Russell Beale is a class act, though, even if you can never be entirely sure where the acting stops and his own thoughts begin. He did describe Haydn at one point as taking "a musical idea on a journey", which made the composer sound as if he'd just got his own series on BBC4, but mostly, the script was literate and instructive and studded with dry little touches of wit: "As the Sun newspaper of 1794 put it," Russell Beale said, "'his music is exquisite, rich, fanciful, bold and impressive'."
There was the faintest pause between source and quote, just long enough to coax you into thinking about how the Sun newspaper of 2011 might cover the same event. "It was the Hun wot won it", perhaps? Or "Austrian baton-meister gives our boys a Haydn". I'm not in a position to say what you would make of the programme if you already knew a lot about music, but if you don't it offered a pretty enjoyable introduction to the subject.

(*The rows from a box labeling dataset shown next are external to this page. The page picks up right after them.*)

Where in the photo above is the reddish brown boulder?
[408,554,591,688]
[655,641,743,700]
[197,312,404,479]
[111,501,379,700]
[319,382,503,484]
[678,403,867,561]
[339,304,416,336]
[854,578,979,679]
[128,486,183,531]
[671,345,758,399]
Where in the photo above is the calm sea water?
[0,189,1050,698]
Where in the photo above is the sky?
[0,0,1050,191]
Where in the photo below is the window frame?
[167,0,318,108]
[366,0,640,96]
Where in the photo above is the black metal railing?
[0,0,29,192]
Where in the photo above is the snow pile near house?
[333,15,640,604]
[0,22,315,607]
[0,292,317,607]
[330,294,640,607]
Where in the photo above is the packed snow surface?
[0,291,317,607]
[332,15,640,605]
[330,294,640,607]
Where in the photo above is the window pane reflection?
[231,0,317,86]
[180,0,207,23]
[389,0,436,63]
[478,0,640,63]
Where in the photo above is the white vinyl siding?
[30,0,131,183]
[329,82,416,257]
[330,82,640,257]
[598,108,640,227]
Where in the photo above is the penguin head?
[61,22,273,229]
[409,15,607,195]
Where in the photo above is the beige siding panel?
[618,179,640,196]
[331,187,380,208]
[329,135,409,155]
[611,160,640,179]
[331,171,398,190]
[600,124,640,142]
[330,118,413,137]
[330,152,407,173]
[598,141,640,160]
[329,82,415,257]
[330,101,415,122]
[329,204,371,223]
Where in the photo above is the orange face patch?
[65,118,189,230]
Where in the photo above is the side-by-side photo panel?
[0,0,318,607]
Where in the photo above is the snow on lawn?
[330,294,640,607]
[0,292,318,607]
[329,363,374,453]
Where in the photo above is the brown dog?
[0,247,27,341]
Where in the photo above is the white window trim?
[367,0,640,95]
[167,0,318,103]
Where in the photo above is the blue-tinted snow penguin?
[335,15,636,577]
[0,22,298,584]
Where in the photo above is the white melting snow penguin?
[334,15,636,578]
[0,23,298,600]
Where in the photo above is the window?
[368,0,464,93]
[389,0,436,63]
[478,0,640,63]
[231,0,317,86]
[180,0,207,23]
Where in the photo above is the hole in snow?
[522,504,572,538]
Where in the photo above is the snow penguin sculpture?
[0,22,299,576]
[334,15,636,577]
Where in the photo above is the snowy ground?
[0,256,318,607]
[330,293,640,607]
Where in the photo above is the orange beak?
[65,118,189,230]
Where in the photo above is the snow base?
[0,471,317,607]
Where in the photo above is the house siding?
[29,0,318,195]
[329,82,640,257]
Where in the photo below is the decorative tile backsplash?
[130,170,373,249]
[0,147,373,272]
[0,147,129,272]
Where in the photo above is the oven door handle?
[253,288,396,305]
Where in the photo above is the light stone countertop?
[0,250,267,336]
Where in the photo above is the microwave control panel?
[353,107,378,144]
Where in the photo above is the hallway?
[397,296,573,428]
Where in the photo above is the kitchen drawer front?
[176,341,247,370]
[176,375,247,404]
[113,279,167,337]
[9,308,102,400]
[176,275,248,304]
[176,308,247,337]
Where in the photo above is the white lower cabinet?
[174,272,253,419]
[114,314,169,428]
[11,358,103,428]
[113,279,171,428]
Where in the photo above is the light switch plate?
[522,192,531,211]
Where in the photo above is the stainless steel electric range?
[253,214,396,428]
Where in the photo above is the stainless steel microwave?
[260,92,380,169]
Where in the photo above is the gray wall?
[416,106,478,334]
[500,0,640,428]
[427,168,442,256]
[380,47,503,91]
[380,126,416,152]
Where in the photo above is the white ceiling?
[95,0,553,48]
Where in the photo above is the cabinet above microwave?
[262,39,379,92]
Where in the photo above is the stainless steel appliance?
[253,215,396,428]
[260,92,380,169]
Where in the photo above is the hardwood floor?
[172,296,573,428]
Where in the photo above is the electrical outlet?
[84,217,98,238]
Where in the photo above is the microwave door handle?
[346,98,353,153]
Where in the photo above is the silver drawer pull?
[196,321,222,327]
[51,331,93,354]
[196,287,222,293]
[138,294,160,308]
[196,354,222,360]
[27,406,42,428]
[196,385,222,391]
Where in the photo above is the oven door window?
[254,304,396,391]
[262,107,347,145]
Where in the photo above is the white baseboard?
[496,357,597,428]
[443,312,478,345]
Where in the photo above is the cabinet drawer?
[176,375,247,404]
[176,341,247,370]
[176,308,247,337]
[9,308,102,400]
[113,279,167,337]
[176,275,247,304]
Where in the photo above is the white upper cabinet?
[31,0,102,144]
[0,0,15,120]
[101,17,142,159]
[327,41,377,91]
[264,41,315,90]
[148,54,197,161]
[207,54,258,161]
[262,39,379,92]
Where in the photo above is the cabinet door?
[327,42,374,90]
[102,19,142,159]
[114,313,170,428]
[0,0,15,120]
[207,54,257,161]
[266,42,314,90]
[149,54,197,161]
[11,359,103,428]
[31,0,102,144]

Top Boy, which started well on Monday night, got better and better as it went on, concluding last night with an episode so tense that there were times when it was hard to watch. Ronan Bennett's script, which declined to demonise anyone (except, possibly, a couple of very nasty white gangsters), finally got you to a point where you were desperate for a drug deal to go smoothly. It put you in a place, in other words, where the choices weren't between good and bad anymore but between bad and much, much worse. And then, having spared us the very worst we feared, it showed you how the cycle would start all over again.
The drama involved virtually no preaching at all, but a sense of morality was everywhere, as bad conscience flickered in the face of the toughest characters and grief hit the culpable and the blameless alike. Best of all, it always found a little time for something other than plot, whether it was banter on stairwells or the melancholy beauty of the city at night. Seriously good television.